Pulls are refused from the next gate-chain evaluation onward — the program enforces your cancellation; the merchant can't override it. The subscription account survives, so you can later resume_subscription without re-doing setup. Whether you keep service until period end is the merchant's off-chain policy.
My wallet says I approved "unlimited" spending. Was I scammed?
No — but your wallet is telling a half-truth. The program's keyless PDA holds a u64::MAX token approval, and every actual transfer is gated by your delegation's caps, destination allowlist, expiry, and cancellation state. Effective exposure = the caps on your active delegations, not the approval number. (The honest explanation)
Who triggers the payments? Is there a billing scheduler?

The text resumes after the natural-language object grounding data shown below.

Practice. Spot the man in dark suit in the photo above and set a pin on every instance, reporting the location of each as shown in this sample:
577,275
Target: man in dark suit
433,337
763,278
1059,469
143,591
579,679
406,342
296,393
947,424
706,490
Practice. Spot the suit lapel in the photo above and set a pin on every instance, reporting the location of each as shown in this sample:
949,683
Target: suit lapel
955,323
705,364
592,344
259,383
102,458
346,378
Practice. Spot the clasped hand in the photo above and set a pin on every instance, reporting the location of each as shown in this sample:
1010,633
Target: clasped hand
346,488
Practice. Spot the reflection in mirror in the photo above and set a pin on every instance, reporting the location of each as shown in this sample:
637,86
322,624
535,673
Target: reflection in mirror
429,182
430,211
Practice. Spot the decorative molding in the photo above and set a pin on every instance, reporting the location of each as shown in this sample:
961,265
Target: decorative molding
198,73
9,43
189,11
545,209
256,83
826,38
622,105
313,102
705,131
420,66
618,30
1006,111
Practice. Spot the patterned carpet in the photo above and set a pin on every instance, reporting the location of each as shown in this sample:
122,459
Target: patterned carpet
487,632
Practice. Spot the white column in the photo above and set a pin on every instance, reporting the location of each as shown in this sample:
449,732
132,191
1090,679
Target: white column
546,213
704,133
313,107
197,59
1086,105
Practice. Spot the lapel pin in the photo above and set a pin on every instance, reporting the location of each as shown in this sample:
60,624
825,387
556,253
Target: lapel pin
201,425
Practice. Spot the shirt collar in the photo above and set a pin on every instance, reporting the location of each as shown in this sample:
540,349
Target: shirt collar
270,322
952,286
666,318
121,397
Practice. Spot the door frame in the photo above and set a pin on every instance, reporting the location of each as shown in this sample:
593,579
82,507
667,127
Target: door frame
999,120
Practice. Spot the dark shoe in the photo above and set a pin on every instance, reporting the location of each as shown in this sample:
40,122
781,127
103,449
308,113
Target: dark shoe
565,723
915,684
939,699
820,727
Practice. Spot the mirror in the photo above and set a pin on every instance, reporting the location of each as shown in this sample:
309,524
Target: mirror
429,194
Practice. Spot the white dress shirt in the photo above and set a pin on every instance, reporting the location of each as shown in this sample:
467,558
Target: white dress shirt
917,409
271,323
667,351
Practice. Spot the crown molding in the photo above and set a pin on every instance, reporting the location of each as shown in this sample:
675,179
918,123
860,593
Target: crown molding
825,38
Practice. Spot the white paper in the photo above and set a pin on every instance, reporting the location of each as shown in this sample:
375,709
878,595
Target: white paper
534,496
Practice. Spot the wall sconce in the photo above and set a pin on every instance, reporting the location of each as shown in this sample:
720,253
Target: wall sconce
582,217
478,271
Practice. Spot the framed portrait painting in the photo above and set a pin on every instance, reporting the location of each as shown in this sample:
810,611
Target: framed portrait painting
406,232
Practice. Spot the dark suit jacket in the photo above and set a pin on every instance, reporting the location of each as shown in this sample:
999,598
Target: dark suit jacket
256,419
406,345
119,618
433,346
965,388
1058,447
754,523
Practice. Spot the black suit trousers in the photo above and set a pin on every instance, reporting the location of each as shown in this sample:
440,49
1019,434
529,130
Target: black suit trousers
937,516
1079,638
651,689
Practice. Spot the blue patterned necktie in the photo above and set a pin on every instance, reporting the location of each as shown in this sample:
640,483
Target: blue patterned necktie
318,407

There is no scheduler, crank, or keeper in the program — it validates pulls; it never initiates them. The merchant (or up to 4 whitelisted pullers) submits each pull and pays its ~5,000-lamport fee. If you're the merchant, you run that infrastructure.
Does this replace Clockwork? No — it solves authorization, not execution. Clockwork (the old keeper network) is dead and nothing has filled the execution gap; pull-triggering remains your off-chain job.
Was it audited?
Yes — by Cantina (the merged Spearbit/Cantina entity; older coverage says "Spearbit"), under the program's former name "multi-delegator." Coverage runs through commit b4b0345f; later commits are unaudited per the repo's AUDIT_STATUS.md (2026-04-08). (Full audit status)

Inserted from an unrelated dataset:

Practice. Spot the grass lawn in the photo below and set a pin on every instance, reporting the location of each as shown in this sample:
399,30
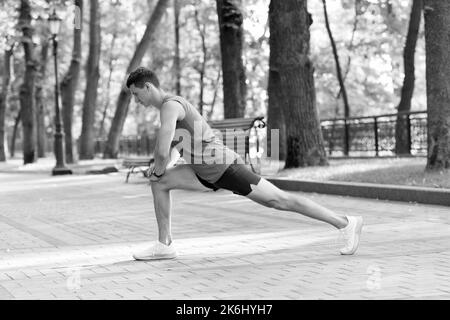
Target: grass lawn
396,171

Can I bill in a compliance/permissioned token? Probably not — check its extensions first: the SDK ships rejection errors (codes 118–124) for seven Token-2022 extensions, including the standard compliance mechanisms: transfer hooks, transfer fees, permanent delegates — and also confidential transfer, non-transferable, mint close authority, and pausable. (Token Compatibility, including the docs-vs-SDK discrepancy on confidential transfer)

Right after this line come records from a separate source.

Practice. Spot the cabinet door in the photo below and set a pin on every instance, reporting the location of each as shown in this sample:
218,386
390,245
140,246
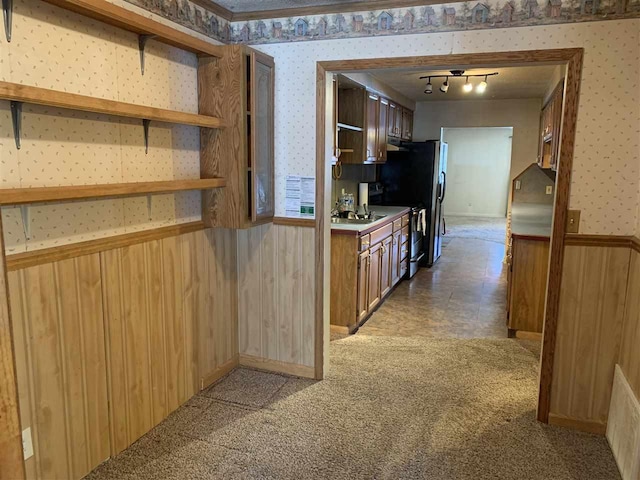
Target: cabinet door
374,276
391,131
385,266
383,119
407,124
395,259
363,285
372,127
262,134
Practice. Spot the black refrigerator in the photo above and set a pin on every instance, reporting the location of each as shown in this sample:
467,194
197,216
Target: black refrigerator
416,176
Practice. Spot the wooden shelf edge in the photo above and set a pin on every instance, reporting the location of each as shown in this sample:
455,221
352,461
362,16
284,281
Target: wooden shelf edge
349,127
128,20
21,196
73,101
18,261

Can I do per-minute or streaming payments?
Not with plans — plan period granularity is whole hours (1..8760). But direct recurring delegations take their period in seconds (periodLengthS), so sub-hourly metering is possible at the delegation layer. (Recurring Delegations)
What's the difference between a plan and a recurring delegation? Authorship and fan-out: a plan is merchant-published, accepted by many subscribers (each with a terms snapshot and the puller-whitelist machinery); a recurring delegation is a bilateral envelope whose terms the payer writes. Same period mechanics underneath. (The Three Primitives)
Glossary
| Term | Meaning |
|---|---|
| SubscriptionAuthority (SA) PDA | Program-derived account (["SubscriptionAuthority", user, tokenMint] — literal CamelCase seed, one per (user, mint)) that holds the token-account delegation and signs transfers via CPI — the program's keyless signing arm. |
| Delegation PDA | The state account gating a grant — fixed, recurring, or subscription — holding caps, counters, and expiry. The SA PDA may only move funds within a delegation's limits. |
| Plan | A merchant-published subscription offer (["plan", owner, plan_id_le], 491 bytes): immutable core terms + updatable status/end/pullers/metadata. |
| Terms snapshot | The copy of plan terms (plus plan created_at) frozen into a subscription at subscribe — the basis of the ghost-account defense. |
| Puller | A key whitelisted on a plan (max 4, updatable) authorized to trigger pulls; pays the fee for each pull it submits. |
| Pull | A program-validated transfer (transfer_subscription / transferFixed / transferRecurring) initiated by the counterparty, not the payer. |
| Period rollover | The lazy reset of amount_pulled_in_period when a pull executes after a period boundary — nothing updates at the boundary itself. |
| Cap | The spending limit: cumulative for fixed delegations, per-period (no carry-over) for recurring and plans. |
PlanTermsMismatch |
The error raised when a subscription's snapshot fingerprint doesn't match the live plan — the defense against deleted-and-recreated "ghost" plans. |
event_authority |
The PDA (["event_authority"]) that signs the program's self-CPI event emissions — your proof an event is genuine program output. |
Sources for every claim on this page: About → Sources.